# Manual Qualitative Review of Natural-Language Explanations

## Bottom line

Manual review does not support the claim that `consistency_loss` improved natural-language explanation correctness over the baselines. Across the same 20 validation examples, none of the four variants produced a prose explanation that was fully semantically correct under a strict behavior-plus-claims rubric. The models mostly emitted a small set of memorized explanation templates, while the structured `<claim>` tokens were usually correct.

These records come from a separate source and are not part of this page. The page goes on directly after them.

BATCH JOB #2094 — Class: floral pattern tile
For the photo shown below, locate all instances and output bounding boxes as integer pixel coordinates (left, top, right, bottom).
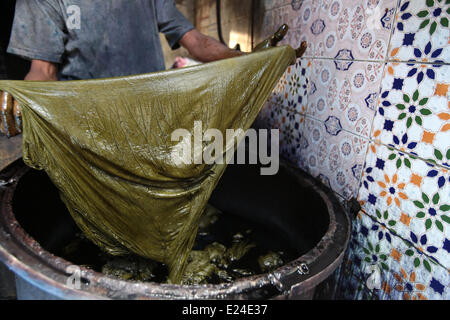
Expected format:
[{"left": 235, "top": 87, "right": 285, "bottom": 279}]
[
  {"left": 253, "top": 0, "right": 450, "bottom": 300},
  {"left": 304, "top": 0, "right": 396, "bottom": 61},
  {"left": 389, "top": 0, "right": 450, "bottom": 63},
  {"left": 307, "top": 59, "right": 383, "bottom": 138},
  {"left": 349, "top": 211, "right": 450, "bottom": 300},
  {"left": 372, "top": 63, "right": 450, "bottom": 167},
  {"left": 297, "top": 117, "right": 368, "bottom": 200},
  {"left": 358, "top": 143, "right": 450, "bottom": 268}
]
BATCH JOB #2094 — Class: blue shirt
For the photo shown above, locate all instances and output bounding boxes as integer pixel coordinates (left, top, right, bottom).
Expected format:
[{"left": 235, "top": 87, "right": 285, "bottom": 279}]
[{"left": 8, "top": 0, "right": 194, "bottom": 80}]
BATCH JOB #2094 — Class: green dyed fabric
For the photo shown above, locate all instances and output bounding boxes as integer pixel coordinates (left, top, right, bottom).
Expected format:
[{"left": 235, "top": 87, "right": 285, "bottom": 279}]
[{"left": 0, "top": 46, "right": 296, "bottom": 283}]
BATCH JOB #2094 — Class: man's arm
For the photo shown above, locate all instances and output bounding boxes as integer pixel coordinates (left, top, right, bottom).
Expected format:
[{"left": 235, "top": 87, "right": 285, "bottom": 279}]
[
  {"left": 25, "top": 60, "right": 58, "bottom": 81},
  {"left": 180, "top": 29, "right": 245, "bottom": 62}
]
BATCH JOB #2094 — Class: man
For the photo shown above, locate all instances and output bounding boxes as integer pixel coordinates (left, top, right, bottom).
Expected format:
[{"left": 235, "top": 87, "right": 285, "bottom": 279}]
[{"left": 8, "top": 0, "right": 242, "bottom": 81}]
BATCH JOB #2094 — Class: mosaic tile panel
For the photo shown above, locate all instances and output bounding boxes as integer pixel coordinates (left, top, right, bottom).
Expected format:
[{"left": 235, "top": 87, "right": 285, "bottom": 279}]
[
  {"left": 389, "top": 0, "right": 450, "bottom": 63},
  {"left": 373, "top": 63, "right": 450, "bottom": 167},
  {"left": 359, "top": 143, "right": 450, "bottom": 268},
  {"left": 304, "top": 0, "right": 396, "bottom": 61},
  {"left": 307, "top": 59, "right": 383, "bottom": 138},
  {"left": 297, "top": 117, "right": 368, "bottom": 200},
  {"left": 349, "top": 211, "right": 450, "bottom": 300}
]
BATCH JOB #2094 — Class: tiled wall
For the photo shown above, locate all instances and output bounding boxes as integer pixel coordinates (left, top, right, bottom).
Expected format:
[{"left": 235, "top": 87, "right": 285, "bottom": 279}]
[{"left": 258, "top": 0, "right": 450, "bottom": 299}]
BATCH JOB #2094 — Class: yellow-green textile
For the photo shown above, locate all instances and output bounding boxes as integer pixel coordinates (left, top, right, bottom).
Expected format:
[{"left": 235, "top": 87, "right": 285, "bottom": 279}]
[{"left": 0, "top": 46, "right": 296, "bottom": 283}]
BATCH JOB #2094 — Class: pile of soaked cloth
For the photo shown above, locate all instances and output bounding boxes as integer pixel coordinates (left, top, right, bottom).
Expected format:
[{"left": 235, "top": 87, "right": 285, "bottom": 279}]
[{"left": 0, "top": 46, "right": 296, "bottom": 283}]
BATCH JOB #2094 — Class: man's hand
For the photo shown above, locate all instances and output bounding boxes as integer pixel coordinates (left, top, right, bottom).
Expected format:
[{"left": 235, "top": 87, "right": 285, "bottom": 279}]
[
  {"left": 180, "top": 29, "right": 245, "bottom": 62},
  {"left": 25, "top": 60, "right": 58, "bottom": 81}
]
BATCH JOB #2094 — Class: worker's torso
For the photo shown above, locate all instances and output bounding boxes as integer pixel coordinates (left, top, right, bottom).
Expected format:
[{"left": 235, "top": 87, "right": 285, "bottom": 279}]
[{"left": 55, "top": 0, "right": 164, "bottom": 80}]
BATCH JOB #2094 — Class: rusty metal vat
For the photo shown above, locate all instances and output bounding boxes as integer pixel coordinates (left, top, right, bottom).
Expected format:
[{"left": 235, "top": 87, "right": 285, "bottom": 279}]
[{"left": 0, "top": 160, "right": 350, "bottom": 299}]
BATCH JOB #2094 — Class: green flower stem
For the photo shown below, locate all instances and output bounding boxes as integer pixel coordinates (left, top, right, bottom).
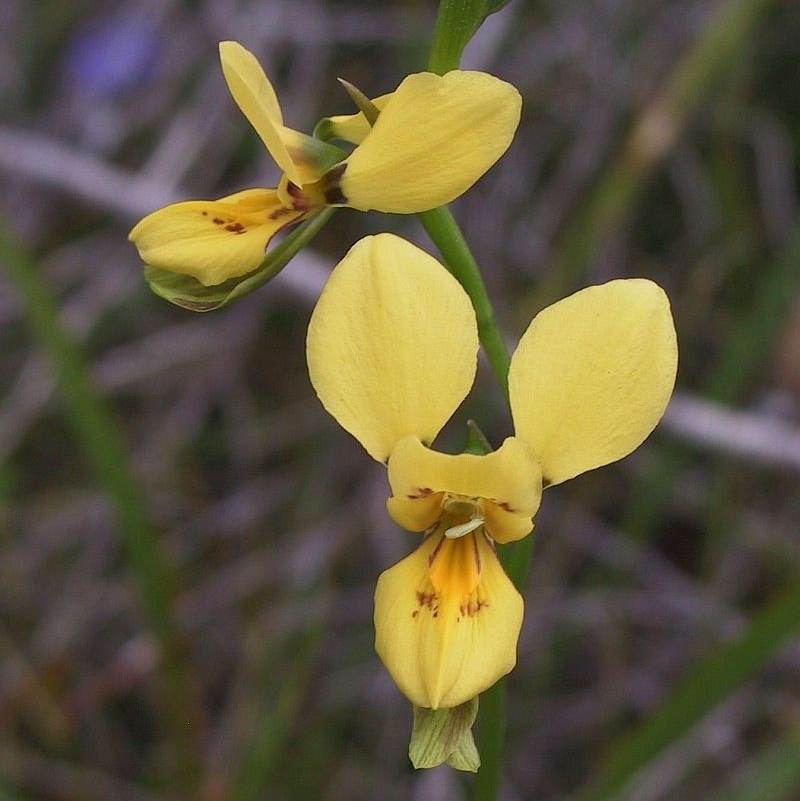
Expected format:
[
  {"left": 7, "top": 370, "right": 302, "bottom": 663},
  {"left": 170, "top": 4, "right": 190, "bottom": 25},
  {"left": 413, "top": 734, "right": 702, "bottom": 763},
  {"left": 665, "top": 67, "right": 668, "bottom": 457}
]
[
  {"left": 428, "top": 0, "right": 486, "bottom": 75},
  {"left": 418, "top": 206, "right": 511, "bottom": 396},
  {"left": 0, "top": 225, "right": 199, "bottom": 796},
  {"left": 428, "top": 6, "right": 520, "bottom": 801}
]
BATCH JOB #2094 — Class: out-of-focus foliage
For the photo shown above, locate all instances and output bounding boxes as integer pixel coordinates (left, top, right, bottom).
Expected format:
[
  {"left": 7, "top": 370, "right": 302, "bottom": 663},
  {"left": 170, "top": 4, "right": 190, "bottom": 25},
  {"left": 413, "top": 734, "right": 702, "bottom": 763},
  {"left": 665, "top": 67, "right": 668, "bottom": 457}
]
[{"left": 0, "top": 0, "right": 800, "bottom": 801}]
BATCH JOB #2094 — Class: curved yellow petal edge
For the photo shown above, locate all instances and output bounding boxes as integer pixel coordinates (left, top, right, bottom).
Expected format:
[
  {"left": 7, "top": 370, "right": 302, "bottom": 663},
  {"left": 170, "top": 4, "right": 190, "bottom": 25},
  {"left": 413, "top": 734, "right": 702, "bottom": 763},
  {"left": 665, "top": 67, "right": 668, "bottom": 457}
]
[
  {"left": 128, "top": 189, "right": 307, "bottom": 286},
  {"left": 306, "top": 234, "right": 478, "bottom": 462},
  {"left": 508, "top": 278, "right": 678, "bottom": 484},
  {"left": 375, "top": 533, "right": 523, "bottom": 709},
  {"left": 387, "top": 437, "right": 542, "bottom": 543},
  {"left": 340, "top": 70, "right": 522, "bottom": 214}
]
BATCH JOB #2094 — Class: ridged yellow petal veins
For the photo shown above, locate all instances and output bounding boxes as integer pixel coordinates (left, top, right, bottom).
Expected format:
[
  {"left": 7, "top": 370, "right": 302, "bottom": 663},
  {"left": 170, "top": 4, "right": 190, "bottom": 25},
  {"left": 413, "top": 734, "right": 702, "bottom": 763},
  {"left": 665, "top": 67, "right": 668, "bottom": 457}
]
[
  {"left": 339, "top": 70, "right": 522, "bottom": 214},
  {"left": 128, "top": 189, "right": 307, "bottom": 286},
  {"left": 307, "top": 234, "right": 478, "bottom": 461},
  {"left": 315, "top": 94, "right": 392, "bottom": 145},
  {"left": 387, "top": 437, "right": 542, "bottom": 543},
  {"left": 375, "top": 531, "right": 523, "bottom": 709},
  {"left": 219, "top": 42, "right": 306, "bottom": 186},
  {"left": 508, "top": 278, "right": 678, "bottom": 484}
]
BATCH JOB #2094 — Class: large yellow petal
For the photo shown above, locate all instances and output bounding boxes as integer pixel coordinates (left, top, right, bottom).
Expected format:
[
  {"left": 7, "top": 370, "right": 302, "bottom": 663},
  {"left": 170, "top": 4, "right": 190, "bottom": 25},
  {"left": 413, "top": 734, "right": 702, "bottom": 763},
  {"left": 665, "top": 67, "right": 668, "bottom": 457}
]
[
  {"left": 307, "top": 234, "right": 478, "bottom": 461},
  {"left": 508, "top": 279, "right": 678, "bottom": 484},
  {"left": 340, "top": 70, "right": 522, "bottom": 214},
  {"left": 128, "top": 189, "right": 306, "bottom": 286},
  {"left": 375, "top": 533, "right": 523, "bottom": 709},
  {"left": 387, "top": 437, "right": 542, "bottom": 542}
]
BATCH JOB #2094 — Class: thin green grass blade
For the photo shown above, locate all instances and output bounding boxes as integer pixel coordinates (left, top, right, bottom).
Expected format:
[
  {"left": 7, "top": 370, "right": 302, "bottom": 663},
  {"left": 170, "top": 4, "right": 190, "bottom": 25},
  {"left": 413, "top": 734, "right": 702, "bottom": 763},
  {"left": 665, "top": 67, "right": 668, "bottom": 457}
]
[
  {"left": 578, "top": 582, "right": 800, "bottom": 801},
  {"left": 0, "top": 224, "right": 199, "bottom": 791}
]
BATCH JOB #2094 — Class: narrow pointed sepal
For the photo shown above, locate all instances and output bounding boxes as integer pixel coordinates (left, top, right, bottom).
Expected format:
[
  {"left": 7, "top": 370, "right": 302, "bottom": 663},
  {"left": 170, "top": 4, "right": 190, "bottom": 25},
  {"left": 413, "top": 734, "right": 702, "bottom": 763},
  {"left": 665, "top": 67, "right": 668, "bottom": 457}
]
[
  {"left": 408, "top": 698, "right": 481, "bottom": 773},
  {"left": 314, "top": 94, "right": 392, "bottom": 145}
]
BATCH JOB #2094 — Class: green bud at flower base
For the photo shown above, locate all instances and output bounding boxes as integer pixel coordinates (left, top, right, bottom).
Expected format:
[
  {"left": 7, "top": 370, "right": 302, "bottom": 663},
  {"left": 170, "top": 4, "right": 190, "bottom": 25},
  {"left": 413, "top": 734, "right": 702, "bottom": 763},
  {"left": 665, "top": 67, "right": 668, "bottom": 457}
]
[{"left": 408, "top": 697, "right": 481, "bottom": 773}]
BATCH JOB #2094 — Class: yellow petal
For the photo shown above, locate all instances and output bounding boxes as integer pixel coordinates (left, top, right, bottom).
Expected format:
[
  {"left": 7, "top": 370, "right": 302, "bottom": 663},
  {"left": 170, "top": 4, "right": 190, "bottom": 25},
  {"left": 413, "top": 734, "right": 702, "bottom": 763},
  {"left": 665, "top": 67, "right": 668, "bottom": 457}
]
[
  {"left": 219, "top": 42, "right": 338, "bottom": 186},
  {"left": 128, "top": 189, "right": 307, "bottom": 286},
  {"left": 375, "top": 533, "right": 523, "bottom": 709},
  {"left": 508, "top": 279, "right": 678, "bottom": 484},
  {"left": 307, "top": 234, "right": 478, "bottom": 461},
  {"left": 387, "top": 437, "right": 542, "bottom": 542},
  {"left": 340, "top": 70, "right": 522, "bottom": 214}
]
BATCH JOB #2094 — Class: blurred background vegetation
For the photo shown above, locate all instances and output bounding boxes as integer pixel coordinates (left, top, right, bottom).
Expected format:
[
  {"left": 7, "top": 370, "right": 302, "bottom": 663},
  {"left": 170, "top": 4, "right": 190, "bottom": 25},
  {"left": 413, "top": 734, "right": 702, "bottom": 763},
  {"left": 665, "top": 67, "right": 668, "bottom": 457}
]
[{"left": 0, "top": 0, "right": 800, "bottom": 801}]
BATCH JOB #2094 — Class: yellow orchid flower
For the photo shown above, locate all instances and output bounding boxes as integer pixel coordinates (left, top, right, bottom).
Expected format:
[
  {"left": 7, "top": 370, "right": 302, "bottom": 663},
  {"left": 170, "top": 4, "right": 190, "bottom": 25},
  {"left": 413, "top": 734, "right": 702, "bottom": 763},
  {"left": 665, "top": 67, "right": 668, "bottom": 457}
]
[
  {"left": 129, "top": 42, "right": 522, "bottom": 286},
  {"left": 307, "top": 234, "right": 677, "bottom": 709}
]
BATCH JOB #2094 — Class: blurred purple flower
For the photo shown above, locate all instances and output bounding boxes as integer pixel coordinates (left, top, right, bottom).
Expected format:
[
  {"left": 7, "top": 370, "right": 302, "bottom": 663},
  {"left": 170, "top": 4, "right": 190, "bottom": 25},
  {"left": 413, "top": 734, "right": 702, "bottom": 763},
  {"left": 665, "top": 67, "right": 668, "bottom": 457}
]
[{"left": 64, "top": 12, "right": 161, "bottom": 96}]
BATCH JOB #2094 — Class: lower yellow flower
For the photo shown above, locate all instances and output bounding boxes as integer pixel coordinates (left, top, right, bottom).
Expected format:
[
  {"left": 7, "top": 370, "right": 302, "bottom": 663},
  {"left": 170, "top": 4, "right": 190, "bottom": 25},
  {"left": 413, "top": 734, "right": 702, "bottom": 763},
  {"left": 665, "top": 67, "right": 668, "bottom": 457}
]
[
  {"left": 307, "top": 234, "right": 677, "bottom": 709},
  {"left": 129, "top": 42, "right": 522, "bottom": 286}
]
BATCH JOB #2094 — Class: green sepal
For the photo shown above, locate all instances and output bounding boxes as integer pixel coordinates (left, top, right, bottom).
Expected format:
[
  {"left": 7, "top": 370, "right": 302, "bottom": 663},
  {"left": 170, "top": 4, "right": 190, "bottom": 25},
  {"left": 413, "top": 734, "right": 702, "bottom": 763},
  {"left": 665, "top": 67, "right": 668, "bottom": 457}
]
[
  {"left": 339, "top": 78, "right": 381, "bottom": 126},
  {"left": 286, "top": 131, "right": 347, "bottom": 175},
  {"left": 408, "top": 697, "right": 481, "bottom": 773},
  {"left": 144, "top": 207, "right": 335, "bottom": 312},
  {"left": 464, "top": 420, "right": 494, "bottom": 456},
  {"left": 484, "top": 0, "right": 511, "bottom": 17}
]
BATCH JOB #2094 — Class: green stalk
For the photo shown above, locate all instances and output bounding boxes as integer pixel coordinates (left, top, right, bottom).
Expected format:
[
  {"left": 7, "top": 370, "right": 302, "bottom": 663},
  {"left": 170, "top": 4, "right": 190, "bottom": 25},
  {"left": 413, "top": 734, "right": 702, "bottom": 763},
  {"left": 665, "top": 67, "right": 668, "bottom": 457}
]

The consistency-loss variant did produce strong hidden-state coupling and correct structured claims in the quantitative run, but its prose often contradicted those claims. For example, it generated single-pass O(n) prose for O(n^2) sorting and nested-loop examples, then emitted the correct structured `time_complexity=O(n^2)` claim.

## Scoring rubric

Each generated natural-language prose segment was scored independently of the structured `<claim>` tokens on four dimensions:

- **Behavior correctness**: Does the prose describe the actual function behavior?
- **Time complexity in prose**: Does the prose state the correct time class?
- **Space complexity in prose**: Does the prose state the correct space class?
- **Bug/correctness status**: Does the prose indicate buggy behavior when the function is buggy, and avoid false bug claims for correct functions?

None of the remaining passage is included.